Due to stringent physical-distancing measures, many avoided seeking medical care, fearing SARS-CoV-2 exposure in healthcare settings. Facilities noted fewer patients adhering to treatment schedules during lockdowns, posing risks for TB control and drug-resistant TB development [69]. Reallocating resources to control COVID-19 may have inadvertently affected TB diagnosis and treatment [52]. Overlapping respiratory symptoms between the two diseases, such as cough and difficulty breathing, could hinder TB diagnosis, as patients with respiratory symptoms are prioritized for COVID-19 screening. Yet, these overlapping symptoms might expedite access to imaging services, potentially revealing pre-existing TB during COVID-19 evaluation. In the context of clinical diagnosis, symptoms of TB and COVID-19 often overlap [70]. Additionally, COVID-19 can occur during TB treatment or reveal subclinical TB, a common scenario in TB-endemic regions [45]. In our assessment of clinical features, we observed a notable shift in symptoms reported by patients during the COVID-19 pandemic compared to the pre-COVID era. Specifically, there has been a significant decrease in patients presenting with symptoms such as sputum production and chills. Conversely, there has been an increase in cases characterized by fatigue, a symptom that is less specific and may have been underreported or overlooked. This change can be attributed to the heightened public awareness and extensive dissemination of information regarding COVID-19 symptoms, in which during the pandemic, patients with symptoms were more likely to seek medical attention due to the widespread concern about viral infections. As a result, cases of TB that presented with less characteristic symptoms, such as fatigue, or even asymptomatic have become more noticeable. This shift underscores the impact of the pandemic on the detection and diagnosis of TB, highlighting a tendency for atypical TB presentations to be identified more frequently as patients and healthcare providers adapted to the evolving clinical landscape.

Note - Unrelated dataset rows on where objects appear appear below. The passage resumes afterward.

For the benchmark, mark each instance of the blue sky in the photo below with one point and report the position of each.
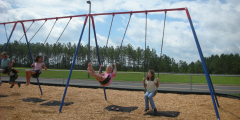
(216, 24)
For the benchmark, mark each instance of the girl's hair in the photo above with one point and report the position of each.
(153, 75)
(4, 54)
(108, 67)
(36, 59)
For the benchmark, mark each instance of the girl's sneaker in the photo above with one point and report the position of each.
(19, 84)
(11, 86)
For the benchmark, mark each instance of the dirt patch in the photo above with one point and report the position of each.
(89, 104)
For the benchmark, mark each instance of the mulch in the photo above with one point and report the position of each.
(87, 103)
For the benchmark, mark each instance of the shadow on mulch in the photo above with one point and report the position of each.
(42, 111)
(56, 103)
(121, 109)
(3, 96)
(163, 113)
(34, 100)
(7, 107)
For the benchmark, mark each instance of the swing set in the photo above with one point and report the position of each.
(210, 85)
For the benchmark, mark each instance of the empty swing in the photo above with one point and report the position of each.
(105, 79)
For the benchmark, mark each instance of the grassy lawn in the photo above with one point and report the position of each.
(79, 74)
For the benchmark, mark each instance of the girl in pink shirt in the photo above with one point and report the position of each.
(37, 69)
(104, 79)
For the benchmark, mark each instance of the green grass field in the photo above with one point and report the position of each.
(171, 78)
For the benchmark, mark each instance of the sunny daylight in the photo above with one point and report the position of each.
(119, 59)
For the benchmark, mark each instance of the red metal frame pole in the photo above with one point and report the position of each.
(211, 89)
(96, 14)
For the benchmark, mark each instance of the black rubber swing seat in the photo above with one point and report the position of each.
(163, 113)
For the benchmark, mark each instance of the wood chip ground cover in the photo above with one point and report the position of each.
(89, 104)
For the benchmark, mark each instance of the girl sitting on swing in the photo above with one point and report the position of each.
(37, 69)
(106, 78)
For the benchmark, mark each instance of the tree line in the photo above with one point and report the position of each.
(60, 56)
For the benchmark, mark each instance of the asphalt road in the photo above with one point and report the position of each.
(226, 89)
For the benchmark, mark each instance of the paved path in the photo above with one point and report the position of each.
(226, 89)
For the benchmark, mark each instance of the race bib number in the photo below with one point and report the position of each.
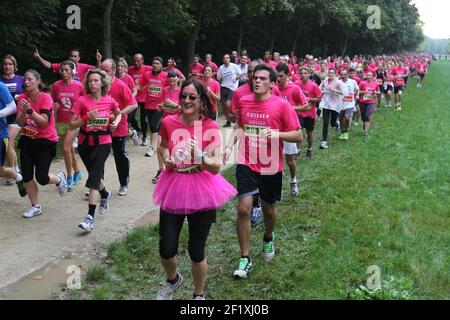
(29, 132)
(98, 123)
(253, 131)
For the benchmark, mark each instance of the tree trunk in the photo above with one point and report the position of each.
(240, 35)
(193, 38)
(107, 45)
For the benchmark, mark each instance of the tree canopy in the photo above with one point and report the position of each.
(180, 28)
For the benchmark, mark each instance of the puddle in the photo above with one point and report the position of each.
(43, 283)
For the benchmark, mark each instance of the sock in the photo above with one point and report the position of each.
(174, 280)
(103, 193)
(92, 208)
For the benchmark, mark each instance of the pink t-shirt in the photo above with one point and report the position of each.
(105, 108)
(310, 90)
(371, 88)
(399, 73)
(137, 74)
(274, 113)
(65, 95)
(176, 133)
(173, 95)
(215, 88)
(82, 68)
(154, 85)
(44, 103)
(120, 92)
(128, 81)
(293, 94)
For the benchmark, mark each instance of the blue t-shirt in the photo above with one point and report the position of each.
(5, 99)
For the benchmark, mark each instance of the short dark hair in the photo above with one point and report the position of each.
(263, 67)
(282, 67)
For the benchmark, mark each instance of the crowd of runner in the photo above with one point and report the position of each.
(268, 101)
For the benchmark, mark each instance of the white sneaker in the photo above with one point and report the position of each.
(75, 143)
(88, 223)
(294, 188)
(103, 208)
(150, 152)
(324, 145)
(144, 142)
(123, 191)
(168, 289)
(33, 211)
(62, 187)
(135, 137)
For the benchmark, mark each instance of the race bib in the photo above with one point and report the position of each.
(253, 131)
(29, 132)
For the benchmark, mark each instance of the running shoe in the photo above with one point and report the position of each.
(150, 152)
(103, 208)
(168, 289)
(294, 188)
(62, 186)
(256, 216)
(156, 178)
(135, 137)
(244, 268)
(268, 249)
(34, 211)
(88, 223)
(70, 183)
(77, 176)
(123, 191)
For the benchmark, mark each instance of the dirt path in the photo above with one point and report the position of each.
(29, 244)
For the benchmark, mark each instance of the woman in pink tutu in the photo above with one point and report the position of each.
(191, 186)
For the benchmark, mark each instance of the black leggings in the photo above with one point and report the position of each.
(36, 156)
(169, 232)
(327, 115)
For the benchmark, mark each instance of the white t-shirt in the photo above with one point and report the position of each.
(228, 76)
(349, 94)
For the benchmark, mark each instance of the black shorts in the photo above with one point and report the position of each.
(398, 89)
(250, 183)
(307, 123)
(94, 158)
(226, 94)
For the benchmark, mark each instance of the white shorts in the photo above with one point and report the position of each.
(290, 148)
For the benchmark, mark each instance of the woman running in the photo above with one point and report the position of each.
(191, 187)
(38, 141)
(15, 84)
(64, 93)
(97, 115)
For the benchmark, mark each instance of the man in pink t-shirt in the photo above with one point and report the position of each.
(264, 123)
(74, 56)
(294, 95)
(120, 92)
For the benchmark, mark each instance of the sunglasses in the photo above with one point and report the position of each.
(191, 97)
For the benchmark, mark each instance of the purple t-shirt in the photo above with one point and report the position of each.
(15, 87)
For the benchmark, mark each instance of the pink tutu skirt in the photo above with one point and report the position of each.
(180, 193)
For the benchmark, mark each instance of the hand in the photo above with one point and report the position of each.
(25, 105)
(98, 56)
(169, 162)
(36, 54)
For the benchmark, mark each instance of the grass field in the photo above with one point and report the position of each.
(380, 201)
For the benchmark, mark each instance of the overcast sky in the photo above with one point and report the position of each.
(435, 15)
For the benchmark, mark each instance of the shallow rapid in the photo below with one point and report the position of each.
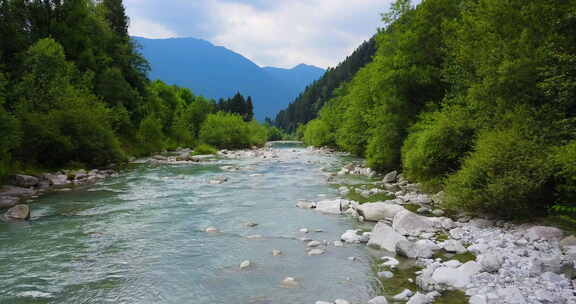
(139, 237)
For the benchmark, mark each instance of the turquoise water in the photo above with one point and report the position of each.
(139, 238)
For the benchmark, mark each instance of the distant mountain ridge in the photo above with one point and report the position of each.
(217, 72)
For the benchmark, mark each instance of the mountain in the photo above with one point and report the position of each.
(217, 72)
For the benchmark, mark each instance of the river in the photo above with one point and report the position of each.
(139, 237)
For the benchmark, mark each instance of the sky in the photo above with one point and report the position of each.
(280, 33)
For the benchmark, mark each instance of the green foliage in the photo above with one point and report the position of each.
(565, 160)
(437, 144)
(150, 135)
(230, 131)
(318, 134)
(507, 175)
(204, 149)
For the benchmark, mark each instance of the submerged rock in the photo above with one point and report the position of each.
(8, 202)
(384, 237)
(379, 211)
(25, 181)
(408, 223)
(18, 213)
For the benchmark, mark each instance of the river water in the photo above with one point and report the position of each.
(139, 238)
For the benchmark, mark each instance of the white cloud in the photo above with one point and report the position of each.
(146, 28)
(279, 33)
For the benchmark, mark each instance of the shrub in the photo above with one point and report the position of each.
(150, 135)
(227, 131)
(318, 134)
(436, 145)
(507, 175)
(565, 160)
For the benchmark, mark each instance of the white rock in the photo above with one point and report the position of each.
(316, 251)
(419, 298)
(352, 236)
(418, 249)
(478, 299)
(408, 223)
(491, 262)
(456, 277)
(438, 212)
(385, 274)
(290, 282)
(305, 204)
(211, 229)
(452, 264)
(389, 262)
(332, 206)
(378, 300)
(245, 265)
(404, 295)
(454, 246)
(383, 236)
(313, 244)
(544, 233)
(379, 211)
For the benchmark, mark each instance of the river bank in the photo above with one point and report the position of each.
(423, 256)
(490, 261)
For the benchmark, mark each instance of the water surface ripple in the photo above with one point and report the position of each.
(138, 238)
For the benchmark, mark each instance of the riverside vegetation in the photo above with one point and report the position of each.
(74, 93)
(473, 97)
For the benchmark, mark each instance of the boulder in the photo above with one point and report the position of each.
(56, 179)
(16, 191)
(18, 212)
(379, 211)
(24, 181)
(332, 206)
(352, 236)
(378, 300)
(456, 277)
(316, 251)
(419, 298)
(8, 202)
(390, 178)
(305, 204)
(408, 223)
(491, 262)
(454, 246)
(383, 236)
(544, 233)
(418, 249)
(404, 295)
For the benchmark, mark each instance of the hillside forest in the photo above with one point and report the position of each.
(74, 92)
(476, 98)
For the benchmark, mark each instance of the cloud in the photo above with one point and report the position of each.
(276, 33)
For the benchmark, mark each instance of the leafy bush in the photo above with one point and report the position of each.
(150, 135)
(437, 144)
(506, 175)
(565, 161)
(204, 149)
(318, 134)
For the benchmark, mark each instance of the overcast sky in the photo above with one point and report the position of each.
(280, 33)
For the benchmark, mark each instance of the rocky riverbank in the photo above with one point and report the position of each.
(490, 261)
(22, 188)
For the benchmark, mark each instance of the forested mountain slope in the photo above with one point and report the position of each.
(217, 72)
(475, 97)
(306, 106)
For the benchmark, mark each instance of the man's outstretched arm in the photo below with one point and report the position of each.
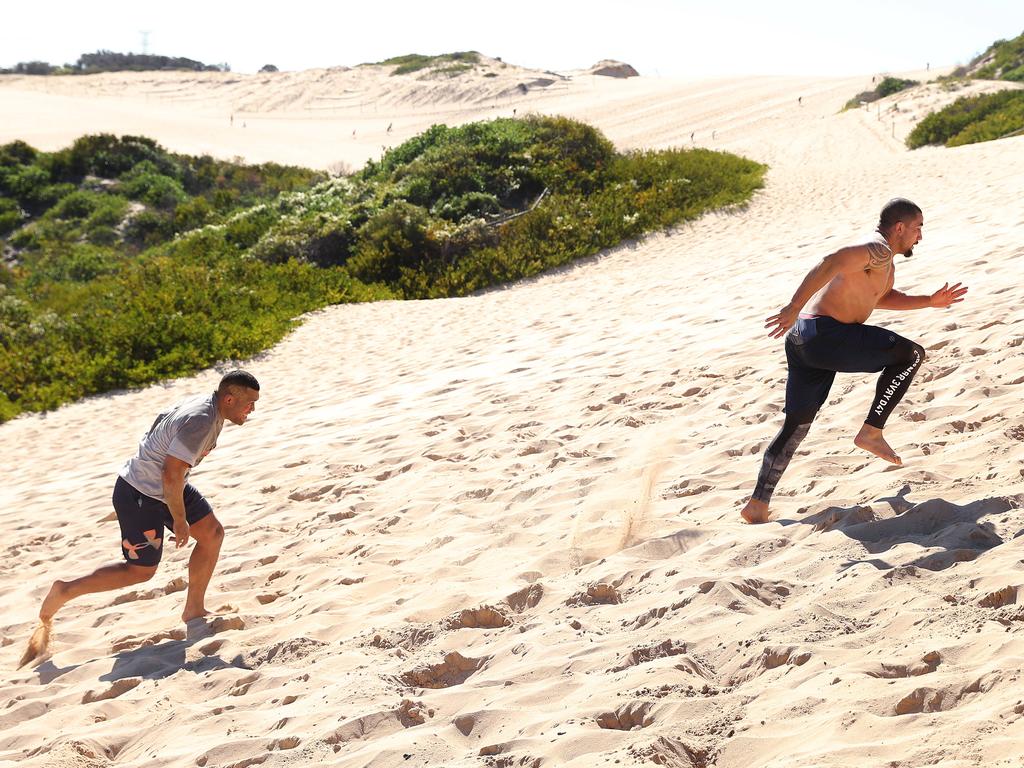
(944, 297)
(844, 260)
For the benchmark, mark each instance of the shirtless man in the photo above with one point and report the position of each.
(830, 337)
(152, 493)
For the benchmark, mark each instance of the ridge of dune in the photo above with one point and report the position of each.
(504, 529)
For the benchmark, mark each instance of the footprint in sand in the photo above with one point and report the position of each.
(649, 653)
(943, 699)
(483, 617)
(120, 687)
(135, 642)
(455, 670)
(628, 717)
(596, 594)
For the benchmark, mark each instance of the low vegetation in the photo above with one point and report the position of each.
(448, 64)
(886, 87)
(104, 60)
(972, 119)
(1004, 59)
(124, 263)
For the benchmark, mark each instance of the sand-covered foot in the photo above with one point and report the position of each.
(38, 644)
(190, 614)
(869, 438)
(756, 511)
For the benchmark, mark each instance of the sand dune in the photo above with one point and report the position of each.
(504, 529)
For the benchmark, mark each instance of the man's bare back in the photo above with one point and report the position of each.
(851, 297)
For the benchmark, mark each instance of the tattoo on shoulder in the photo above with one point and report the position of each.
(880, 255)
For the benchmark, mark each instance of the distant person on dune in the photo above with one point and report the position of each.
(841, 292)
(152, 493)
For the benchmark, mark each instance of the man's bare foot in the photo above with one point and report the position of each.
(756, 511)
(189, 614)
(869, 438)
(53, 601)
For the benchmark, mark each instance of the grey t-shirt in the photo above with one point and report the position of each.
(187, 431)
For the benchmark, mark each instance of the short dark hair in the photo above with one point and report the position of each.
(897, 209)
(237, 378)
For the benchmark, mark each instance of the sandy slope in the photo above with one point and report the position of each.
(504, 529)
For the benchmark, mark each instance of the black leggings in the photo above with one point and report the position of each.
(816, 349)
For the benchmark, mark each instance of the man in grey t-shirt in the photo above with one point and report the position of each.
(152, 494)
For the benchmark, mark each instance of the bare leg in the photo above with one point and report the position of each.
(756, 511)
(101, 580)
(208, 534)
(869, 438)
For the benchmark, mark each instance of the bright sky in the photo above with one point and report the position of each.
(667, 38)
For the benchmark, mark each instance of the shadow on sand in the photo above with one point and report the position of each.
(949, 531)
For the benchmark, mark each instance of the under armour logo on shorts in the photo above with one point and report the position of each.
(151, 541)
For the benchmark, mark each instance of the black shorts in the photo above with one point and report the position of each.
(817, 348)
(142, 520)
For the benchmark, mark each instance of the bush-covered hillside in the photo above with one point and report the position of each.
(1003, 60)
(886, 87)
(972, 119)
(105, 60)
(449, 64)
(125, 264)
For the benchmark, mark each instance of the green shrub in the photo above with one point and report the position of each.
(970, 119)
(145, 183)
(214, 265)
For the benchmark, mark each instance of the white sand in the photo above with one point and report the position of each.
(504, 530)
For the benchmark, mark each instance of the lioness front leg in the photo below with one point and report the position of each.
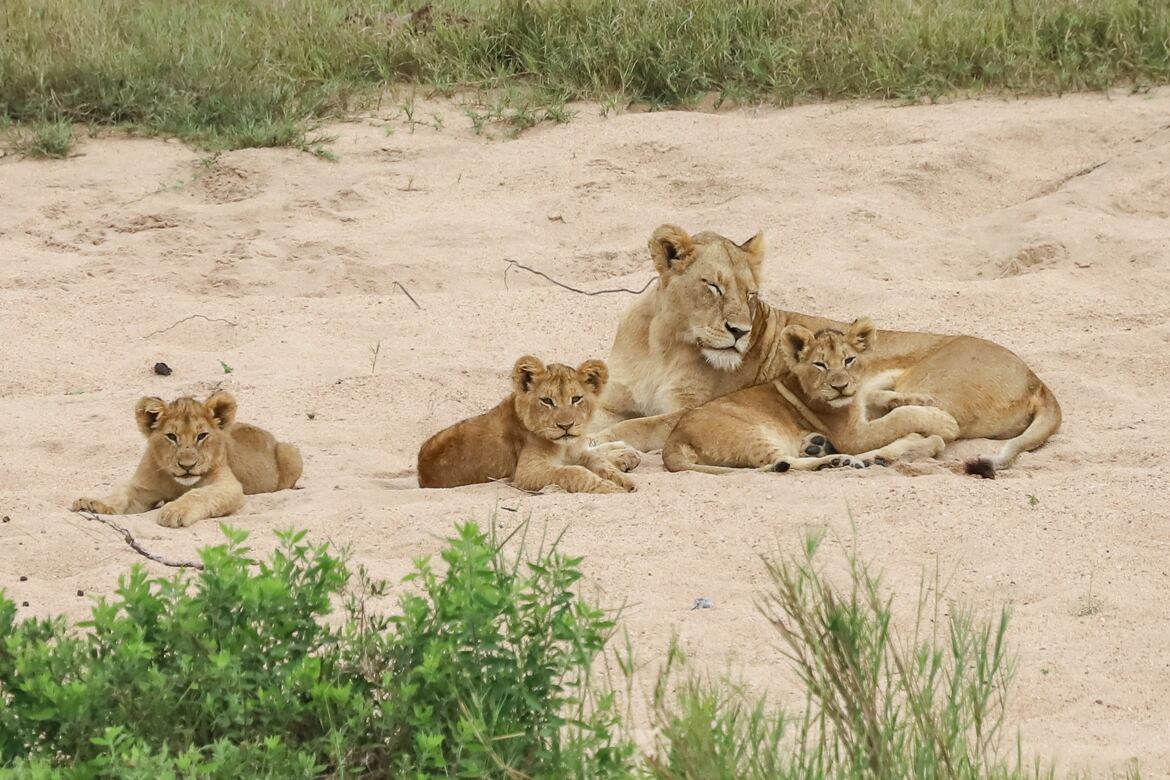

Currently, in the post-pandemic period, Iran has eased stringent COVID-19 quarantine measures, moving towards more targeted interventions and preventive strategies. Our study serves multiple purposes: it underscores the immediate impact of COVID-19 on TB incidence and stresses the critical need for timely TB diagnosis amid pandemic-induced disruptions. Furthermore, we acknowledge the importance of addressing post-pandemic TB trends, particularly latent TB cases.

Conclusion

Our study demonstrates that the COVID-19 pandemic has had a prolonged impact on TB cases in our country. We observed a significant reduction in TB case numbers, attributed to decreased transmission during quarantine, challenges in screening, potential misdiagnosis, and fewer healthcare center visits. Given these trends, we anticipate an increase in TB mortality rates and latent TB cases in the coming years. To mitigate the effects of the pandemic on TB and protect the progress made over the past decade, it is essential to enhance TB control strategies. This includes prioritizing service delivery, securing funding for intensified case finding, expanding contact tracing, engaging communities to maintain awareness of TB symptoms and vaccination, leveraging digital health tools for remote TB management, and ensuring uninterrupted access to medications and diagnostics. Securing dedicated funding and mobilizing resources are crucial for addressing the challenges posed by the COVID-19 pandemic. Further research and cost-effectiveness assessments are needed to determine the most effective strategies for managing TB and other infectious diseases during emergency situations.